The legacy of the Nuremberg Tribunal is long lasting. The five ad hoc international criminal tribunals (the International Criminal Tribunal for Yugoslavia, the International Criminal Tribunal for Rwanda, the Special Court for Sierra Leone, the Extraordinary Court in the Chambers of Cambodia, and the International Lebanon Tribunal), the International Criminal Court, the trial of former Chadian dictator HisseneHambe in the Extraordinary African Chambers, the removal of amnesty and prosecution of generals in Latin America, and the Spanish arrest warrants for Hu Jintao and others for genocide in Tibet all draw on the precedent established by the Nuremberg Tribunal.
At the Nuremberg Tribunal the prosecution primarily relied on official documents instead of witness testimony to prove responsibility for international crimes. The Nazi documents showed a clear and systematic policy to commit international crimes. Modern tribunals have relied more on witness testimony. Accounts from victims, soldiers, and other insiders connect the people most responsible to the crimes they committed. In some cases, the emphasis on witness testimony was necessary because some perpetrators of international crimes kept few or undetailed records in an attempt to hide their responsibility.
In Tibet the Chinese government officials and members of the Chinese Communist Party are responsible for crimes against humanity. Evidence from victims and family members describing torture, enforced disappearances and murder are common. But witness testimony connecting these crimes to the specific local and government officials most responsible is rare. Instead, the responsibility of government officials can be proven primarily through official documents.
Since 2013, the Tibetan Centre for Human Rights and Democracy has obtained five official documents from Tibet. These documents show a clear and systematic policy to commit human rights violations and crimes against humanity in Tibet. Some of the documents, like the manual on how members of the People’s Armed Police can avoid the psychological trauma of shooting unarmed protesters, directly connect the crimes committed by security personnel to the Chinese leadership, including Hu Jintao. Other documents, such as autopsy reports from 2008, show that Chinese officials knew that machine guns and lethal force was used against protesters.
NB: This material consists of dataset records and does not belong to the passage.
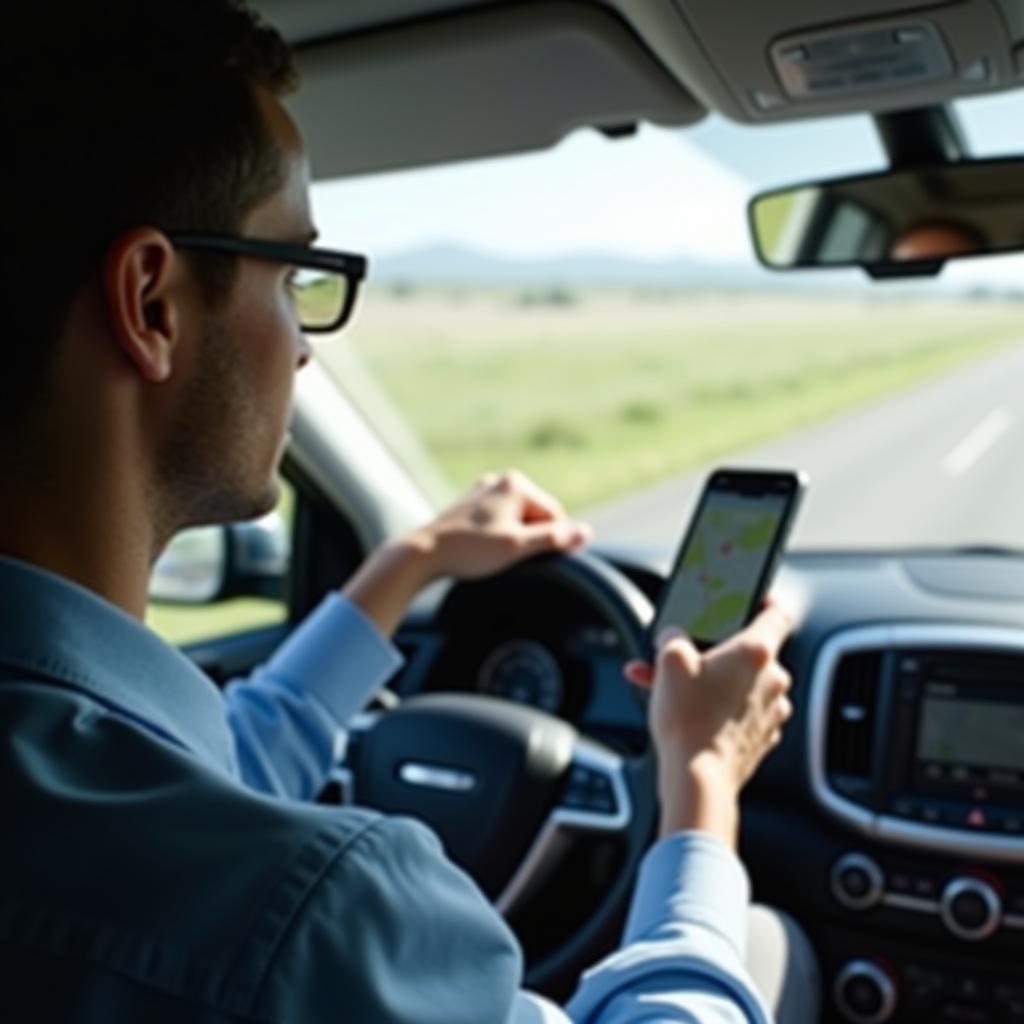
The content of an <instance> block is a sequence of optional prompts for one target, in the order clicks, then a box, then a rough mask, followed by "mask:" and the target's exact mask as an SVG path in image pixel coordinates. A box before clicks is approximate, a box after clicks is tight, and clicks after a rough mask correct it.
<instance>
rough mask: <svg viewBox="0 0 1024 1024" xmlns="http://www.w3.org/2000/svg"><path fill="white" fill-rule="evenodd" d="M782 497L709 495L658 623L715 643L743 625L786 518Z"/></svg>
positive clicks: (709, 493) (703, 505)
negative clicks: (778, 528)
mask: <svg viewBox="0 0 1024 1024" xmlns="http://www.w3.org/2000/svg"><path fill="white" fill-rule="evenodd" d="M786 502H787V499H786V497H785V496H784V495H778V494H767V495H753V496H746V495H740V494H735V493H732V492H726V490H722V492H714V490H713V492H710V493H709V495H708V498H707V500H706V502H705V503H703V506H702V508H701V510H700V513H699V519H698V520H697V522H696V524H695V526H694V528H693V534H692V536H691V538H690V541H689V545H688V549H687V552H686V555H685V558H684V560H683V563H682V565H681V566H680V568H679V570H678V572H677V574H676V577H675V579H674V580H673V582H672V584H671V585H670V586H671V589H670V591H669V594H668V597H667V599H666V602H665V605H664V608H663V611H662V614H660V615H659V621H660V623H662V624H663V625H665V626H679V627H681V628H682V629H683V630H685V631H686V632H687V633H688V634H689V635H690V636H691V637H695V638H697V639H699V640H706V641H711V642H715V641H718V640H724V639H725V638H726V637H727V636H729V635H731V634H732V633H735V632H736V630H738V629H740V628H741V627H742V626H743V625H744V624H745V622H746V617H748V615H749V613H750V611H751V602H752V600H753V598H754V596H755V591H756V589H757V586H758V583H759V581H760V580H761V574H762V572H763V571H764V567H765V561H766V559H767V558H768V556H769V552H770V549H771V546H772V542H773V541H774V539H775V535H776V534H777V531H778V528H779V526H780V524H781V520H782V517H783V515H784V514H785V508H786Z"/></svg>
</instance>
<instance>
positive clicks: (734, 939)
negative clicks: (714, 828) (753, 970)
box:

Other documents are official Chinese laws that impose collective punishments on entire families and communities if there is a self-immolation protest or somebody travels without permission. Other laws explicitly require unlawful restrictions on protected human rights. The most recent document obtained by TCHRD shows the official policies in Diru (Ch: Biru) County in Nagchu (Ch: Naqu) Prefecture, Tibet Autonomous Region (TAR), in Kham province to purge and reform religious institutions. This document not only confirms reports from sources in Tibet but also connects responsibility for human rights violations to the government officials responsible for adopting and implementing the regulations.
Together these documents show that senior members of the Chinese government are responsible for crimes against humanity and systematic human rights abuse in Tibet. The documents connect the human rights violations in Tibet to the Chinese authorities most responsible for their commission. The lasting legacy of the Nuremburg Tribunal was to create a system that removed impunity for international crimes.
It is our hope and conviction that one day Tibetans will be able to enjoy the same rights and freedoms as everyone in the human family. For these rights and freedoms to become a reality, it is imperative that absolute impunity enjoyed by human rights violators is ended.